Fiercely Fighting so Everyone Has Access to Affordable Health Care

Last week, President Biden and former President Obama spoke about the state of health care in the United States a dozen years after the Affordable Care Act’s (ACA) passage. It’s easy to forget just how many people lacked coverage before the ACA was enacted: 18.2% of the country, or about 48.2 million non-elderly Americans, had no coverage in 2010 – one in six of whom were 50-64 years old.

Today the number is closer to 30 million, or 11.1%. Among 50–64-year-olds, the uninsured rate has fallen by nearly 35 percent, which is a meaningful improvement, yet also a call for policymakers to do more.

AARP has continued to advocate in statehouses and on Capitol Hill, and through legislative, regulatory and legal channels to ensure everyone has access to affordable health care – and importantly, to eliminate the health and financial insecurity that comes with being uninsured or underinsured. It’s been a multi-pronged campaign, and we will not rest in our fierce fight to expand access to affordable health care.

More than 12 years later, it’s worth remembering that the Great Recession and the unemployment that came with it had swelled the ranks of the uninsured by the time of the ACA debates. Many people couldn’t afford health care, while others couldn’t access care because insurers were legally permitted to discriminate against people based on pre-existing conditions. For many 50–64-year-olds, pre-existing conditions are a fact of life—40% of this age group (25 million people) have a pre-existing condition.
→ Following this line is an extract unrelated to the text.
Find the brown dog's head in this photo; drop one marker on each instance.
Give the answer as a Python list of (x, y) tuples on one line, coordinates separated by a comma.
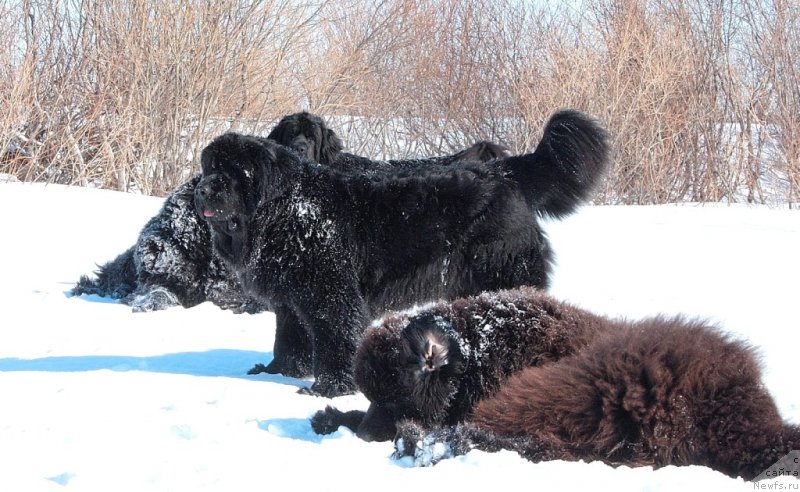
[(408, 371), (309, 136)]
Today, thanks to the ACA, no insurance plan can reject or charge people more for coverage based on pre-existing health conditions. We are especially proud of our fight against a rollback of protections for pre-existing conditions and against the repeal of important protections against an age tax on older Americans. AARP has also opposed backdoor efforts to remove these consumer protections, such as by opposing the expansion of short-term plans.
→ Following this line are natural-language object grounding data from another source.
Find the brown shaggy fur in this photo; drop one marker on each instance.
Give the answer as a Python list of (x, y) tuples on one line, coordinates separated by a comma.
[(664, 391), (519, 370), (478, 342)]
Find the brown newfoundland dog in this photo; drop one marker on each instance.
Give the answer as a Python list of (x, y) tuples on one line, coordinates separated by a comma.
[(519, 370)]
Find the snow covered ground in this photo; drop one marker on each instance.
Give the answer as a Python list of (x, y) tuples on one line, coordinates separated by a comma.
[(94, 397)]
AARP helped lead the charge to defend the ACA against repeal efforts in Congress in 2017, and also to defend it against legal challenges. AARP and AARP Foundation urged the Supreme Court to uphold the ACA in 2020 because of its importance in providing access to affordable coverage to older Americans.  During the expanded open enrollment period in 2021, we conducted an outreach and education campaign aimed at 50–64-year-olds in multicultural and underserved communities in more than 10 states. We will be expanding this campaign to 20 states during this year’s open enrollment.

We have also been active in helping to achieve the ACA’s promise of greater coverage. Our state offices are actively engaged in fighting for improved coverage through Medicaid expansion. Twelve states still haven’t expanded this crucial program, which would help as many as 6 million low-income Americans, and we are as committed as ever to pushing for expansion. This has been a work in progress, as some states adopted expansion as soon as possible under the ACA, while other states took time. With AARP’s help, six states have embraced expanded Medicaid coverage in recent years:

  • Idaho, Nebraska, Utah and Virginia adopted expansion in 2018, and
  • Missouri and Oklahoma adopted expansion in 2020.
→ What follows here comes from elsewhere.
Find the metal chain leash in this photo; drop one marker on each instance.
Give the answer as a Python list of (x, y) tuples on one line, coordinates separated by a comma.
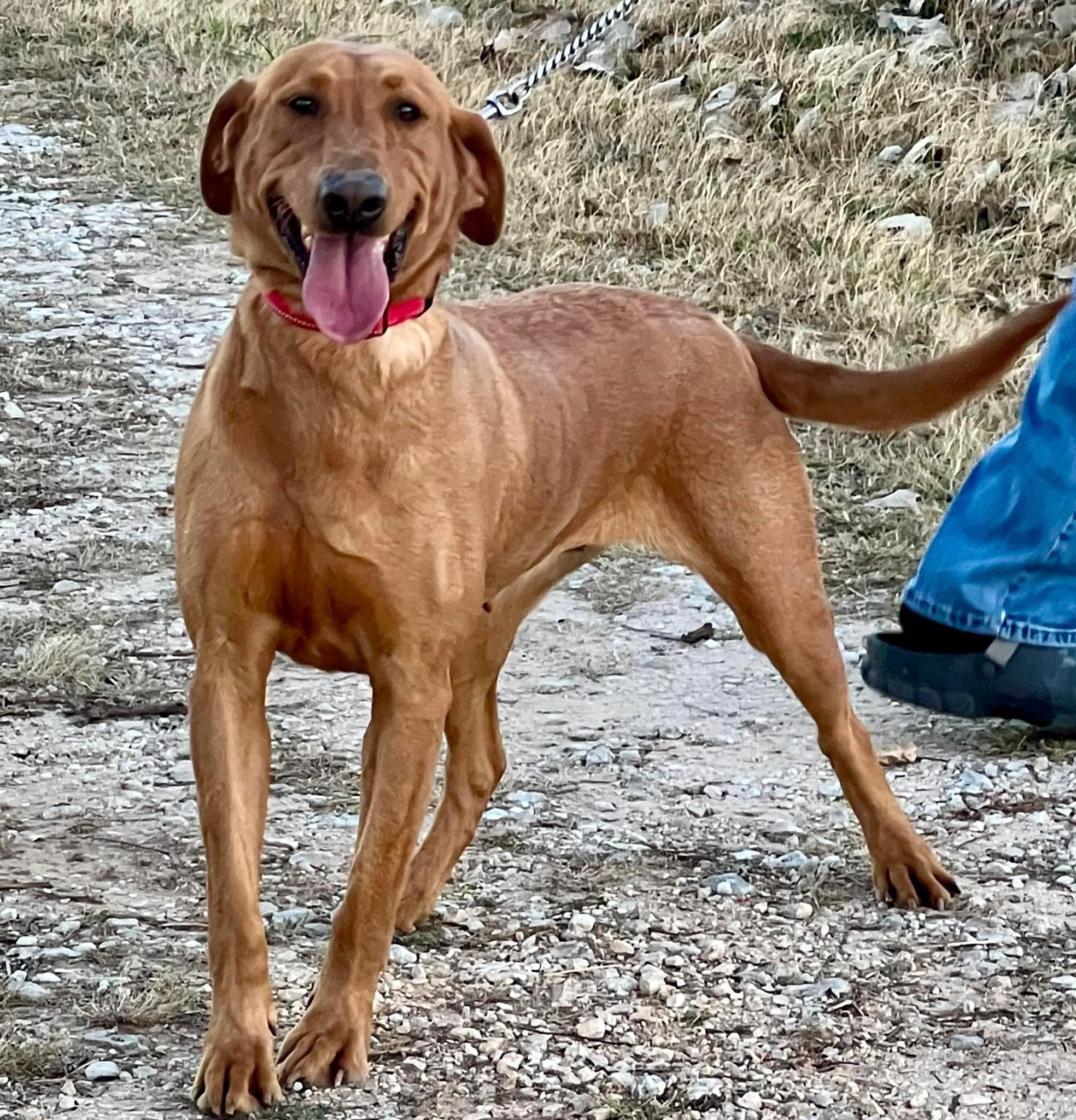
[(510, 101)]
And our work continues on this front, with South Dakotans set to vote on a ballot measure to expand Medicaid later this year that has wide bipartisan support from voters 50 and older.

Protecting Medicaid eligibility has been a vital front in our regulatory efforts, too. For example, core to our positions, the AARP Policy Book notes that “States should not use the waiver process to gain permission to disenroll people from Medicaid, deny services to eligible beneficiaries, impose lifetime limits on Medicaid eligibility, eliminate retroactive eligibility, limit or cap spending for important benefits or necessary care, or otherwise inappropriately restrict access to Medicaid.”

We have also lobbied hard for Medicare reforms and improvements, such as closing the Part D coverage gap achieved in the ACA, as well as ongoing efforts to add new benefits to the traditional Medicare program, including dental, hearing and vision benefits.

AARP is firmly on record supporting expanded access to affordable health care so that our country, at long last, can assure quality, affordable health care to every American. The fight isn’t over yet. But those we serve are better off because of the progress of the last twelve years, and AARP won’t stop until every battle is won. Whether in Congress, in the states, in the courts or through the regulatory process, we are in this fight for the long haul.